Гудо, молча, кивнул головой. Заметив этот жест, Адела отвернулась к занавешенной холстом стене.
– Оно бы еще ничего, – продолжил старик. – Вот только на нашем проклятом острове есть еще две три своры разбойников. Самая многочисленная и вечно грызущаяся между собой это моряки…
– Это они забирают передачи родственников на берегу, – нахмурился мужчина в синих одеждах.
– Это их главный промысел. Многие из них не венецианцы, и им не приходится надеяться на помощь друзей и родни. На этом острове до черной чумы была стоянка кораблей. Так что они считают этот клочок проклятой земли своей территорией. Когда был жив отец Артензио, все было по-другому, но и тогда старикам и женщинам жилось не сладко. А теперь и вовсе жизни нет.
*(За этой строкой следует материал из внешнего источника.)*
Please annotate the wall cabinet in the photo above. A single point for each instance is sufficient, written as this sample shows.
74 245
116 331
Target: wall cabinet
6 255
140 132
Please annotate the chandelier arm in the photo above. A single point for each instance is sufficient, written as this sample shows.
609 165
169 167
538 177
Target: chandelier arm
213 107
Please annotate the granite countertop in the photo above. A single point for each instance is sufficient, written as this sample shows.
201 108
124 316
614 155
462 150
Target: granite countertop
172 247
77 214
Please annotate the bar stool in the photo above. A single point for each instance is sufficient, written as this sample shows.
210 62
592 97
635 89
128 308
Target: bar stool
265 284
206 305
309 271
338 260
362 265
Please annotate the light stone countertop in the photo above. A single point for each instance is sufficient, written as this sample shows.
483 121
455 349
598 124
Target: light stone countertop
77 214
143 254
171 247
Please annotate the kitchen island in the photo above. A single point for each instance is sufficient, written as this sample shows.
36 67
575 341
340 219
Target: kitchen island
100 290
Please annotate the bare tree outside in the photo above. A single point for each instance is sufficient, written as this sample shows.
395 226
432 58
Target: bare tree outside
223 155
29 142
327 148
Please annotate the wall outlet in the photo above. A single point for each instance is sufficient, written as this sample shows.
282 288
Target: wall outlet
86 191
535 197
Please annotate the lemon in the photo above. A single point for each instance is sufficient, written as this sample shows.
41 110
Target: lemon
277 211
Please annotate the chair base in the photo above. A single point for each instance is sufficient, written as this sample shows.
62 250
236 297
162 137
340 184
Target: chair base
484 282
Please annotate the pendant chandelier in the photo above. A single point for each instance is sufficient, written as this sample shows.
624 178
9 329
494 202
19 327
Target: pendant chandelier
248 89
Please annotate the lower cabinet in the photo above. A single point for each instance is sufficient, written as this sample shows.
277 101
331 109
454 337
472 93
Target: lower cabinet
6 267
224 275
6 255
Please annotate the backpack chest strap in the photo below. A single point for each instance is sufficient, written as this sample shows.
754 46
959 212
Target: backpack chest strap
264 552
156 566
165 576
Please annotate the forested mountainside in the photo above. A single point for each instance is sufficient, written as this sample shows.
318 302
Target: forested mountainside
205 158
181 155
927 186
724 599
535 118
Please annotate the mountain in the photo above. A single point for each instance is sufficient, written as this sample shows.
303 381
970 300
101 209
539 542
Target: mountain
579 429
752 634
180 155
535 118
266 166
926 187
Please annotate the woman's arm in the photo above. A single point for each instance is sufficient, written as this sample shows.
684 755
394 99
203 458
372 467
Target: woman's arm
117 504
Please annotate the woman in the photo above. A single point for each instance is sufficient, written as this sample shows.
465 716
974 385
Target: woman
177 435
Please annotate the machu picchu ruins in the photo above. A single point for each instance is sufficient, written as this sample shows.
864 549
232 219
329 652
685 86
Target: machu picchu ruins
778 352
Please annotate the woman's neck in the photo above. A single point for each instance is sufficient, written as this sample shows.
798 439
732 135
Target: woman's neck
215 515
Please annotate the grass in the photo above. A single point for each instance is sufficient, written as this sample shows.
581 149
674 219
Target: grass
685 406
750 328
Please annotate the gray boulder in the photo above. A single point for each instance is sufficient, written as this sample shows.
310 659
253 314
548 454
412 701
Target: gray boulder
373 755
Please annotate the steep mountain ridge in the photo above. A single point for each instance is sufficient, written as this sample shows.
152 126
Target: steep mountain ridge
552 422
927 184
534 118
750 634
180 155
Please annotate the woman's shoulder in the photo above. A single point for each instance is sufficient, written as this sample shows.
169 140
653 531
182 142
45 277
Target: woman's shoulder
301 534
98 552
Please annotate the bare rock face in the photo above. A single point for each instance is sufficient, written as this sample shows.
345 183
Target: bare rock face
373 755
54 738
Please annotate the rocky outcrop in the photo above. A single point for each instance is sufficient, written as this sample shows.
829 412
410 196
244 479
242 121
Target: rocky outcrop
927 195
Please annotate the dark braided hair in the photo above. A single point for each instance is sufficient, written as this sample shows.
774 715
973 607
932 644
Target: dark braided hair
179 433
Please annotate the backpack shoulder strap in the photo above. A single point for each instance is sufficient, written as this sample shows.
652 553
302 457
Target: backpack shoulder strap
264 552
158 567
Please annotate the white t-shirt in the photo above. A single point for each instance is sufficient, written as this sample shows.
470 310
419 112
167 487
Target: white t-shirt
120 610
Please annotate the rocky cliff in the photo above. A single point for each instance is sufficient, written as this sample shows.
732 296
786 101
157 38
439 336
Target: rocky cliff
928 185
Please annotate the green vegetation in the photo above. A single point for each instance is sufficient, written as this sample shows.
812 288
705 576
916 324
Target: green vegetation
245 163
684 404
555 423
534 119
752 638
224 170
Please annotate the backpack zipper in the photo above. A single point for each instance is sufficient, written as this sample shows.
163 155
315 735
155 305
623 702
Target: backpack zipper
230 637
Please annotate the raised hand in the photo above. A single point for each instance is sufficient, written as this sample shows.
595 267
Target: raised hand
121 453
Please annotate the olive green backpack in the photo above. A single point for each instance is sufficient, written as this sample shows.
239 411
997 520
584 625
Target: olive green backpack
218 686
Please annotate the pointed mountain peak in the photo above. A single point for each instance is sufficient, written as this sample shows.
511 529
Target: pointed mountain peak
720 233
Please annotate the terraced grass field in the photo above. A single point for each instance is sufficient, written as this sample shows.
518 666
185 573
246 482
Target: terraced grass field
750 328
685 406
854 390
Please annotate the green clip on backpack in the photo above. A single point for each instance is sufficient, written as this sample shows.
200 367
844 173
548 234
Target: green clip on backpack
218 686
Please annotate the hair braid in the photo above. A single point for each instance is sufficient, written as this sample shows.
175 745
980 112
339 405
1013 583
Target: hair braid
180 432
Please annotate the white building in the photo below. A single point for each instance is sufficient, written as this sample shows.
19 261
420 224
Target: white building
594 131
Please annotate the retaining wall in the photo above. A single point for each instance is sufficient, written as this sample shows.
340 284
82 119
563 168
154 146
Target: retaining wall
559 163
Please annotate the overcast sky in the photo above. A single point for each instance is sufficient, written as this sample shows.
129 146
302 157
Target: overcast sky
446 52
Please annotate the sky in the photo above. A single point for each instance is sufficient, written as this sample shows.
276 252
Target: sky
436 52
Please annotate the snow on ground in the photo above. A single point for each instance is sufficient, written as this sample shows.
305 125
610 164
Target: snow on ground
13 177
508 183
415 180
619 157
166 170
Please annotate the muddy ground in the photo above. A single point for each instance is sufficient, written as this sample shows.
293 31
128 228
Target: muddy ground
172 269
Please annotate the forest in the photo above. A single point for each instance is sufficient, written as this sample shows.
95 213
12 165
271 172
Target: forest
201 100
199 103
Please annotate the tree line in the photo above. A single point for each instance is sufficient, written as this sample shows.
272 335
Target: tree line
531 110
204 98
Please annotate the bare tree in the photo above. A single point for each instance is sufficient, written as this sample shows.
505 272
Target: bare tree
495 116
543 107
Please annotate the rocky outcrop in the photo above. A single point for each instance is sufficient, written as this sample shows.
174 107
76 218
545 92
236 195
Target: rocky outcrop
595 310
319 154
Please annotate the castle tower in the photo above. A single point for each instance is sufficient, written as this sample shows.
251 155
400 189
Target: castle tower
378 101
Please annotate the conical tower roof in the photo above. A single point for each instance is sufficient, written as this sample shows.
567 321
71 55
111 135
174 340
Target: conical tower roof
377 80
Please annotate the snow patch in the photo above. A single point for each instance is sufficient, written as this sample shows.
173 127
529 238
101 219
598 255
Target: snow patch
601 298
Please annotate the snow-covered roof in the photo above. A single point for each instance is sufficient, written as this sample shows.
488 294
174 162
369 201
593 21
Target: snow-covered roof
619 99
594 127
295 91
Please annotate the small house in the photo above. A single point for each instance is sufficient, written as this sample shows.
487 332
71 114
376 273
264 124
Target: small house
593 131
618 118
Из-за них стражники не пристают к берегу. С ними уже нельзя передать весточку родным и друзьям. Поэтому многие из них уже похоронили в своей душе и в сердце несчастных узников проклятого острова Лазаретто. И мне уже более двух недель не было передач. Хотя я уверен, что мой старший сын все еще прячется в самой Венеции и готов мне помочь. Как бы я хотел передать для него записку через благородных друзей.
– Пиши, – твердо сказал Гудо.
Глаза всех присутствующих с надеждой устремились на этого мужчину. Только в глазах Аделы кроме надежды была тревога, граничащая со страхом.
А еще… А еще Адела долго не ложилась спать. Наверное, женщина, к которой судьба была воистину немилосердной, радовалась тому счастью, что она и ее дети сыты. Что у них есть крыша над головой и старые матрасы, которые все же не холодная земля. Что есть несколько кусков тряпья и огромный, такой знакомый, синий плащ. А в них прижавшись, можно плотно укутаться. И тогда, впервые за множество дней можно спокойно проспать до самого утра, а не подниматься по нескольку раз, чтобы согреться ходьбой и бегом. А еще тому, что рядом с детьми спал огромный и сильный мужчина, от которого исходило тепло и уверенность в завтрашнем дне.
А еще… Этот мужчина не пожелает за свой хлеб и теплый плащ ее истерзанное тело. В этом она была уверенна, и за это бесконечно благодарила этой ночью необычного человека, которого ей послал Господь за перенесенные муки и страдания. Как и отца Артензио, разумно предложившего переодеть Грету в мальчишку.
Если бы только знала Адела, как долго этой ночью не спал сам Гудо. Он молился и благодарил Господа.
После полудня Гудо обратился к старику:
– Я иду на берег. Пусть мои дорогие девочки не покидают твое жилище.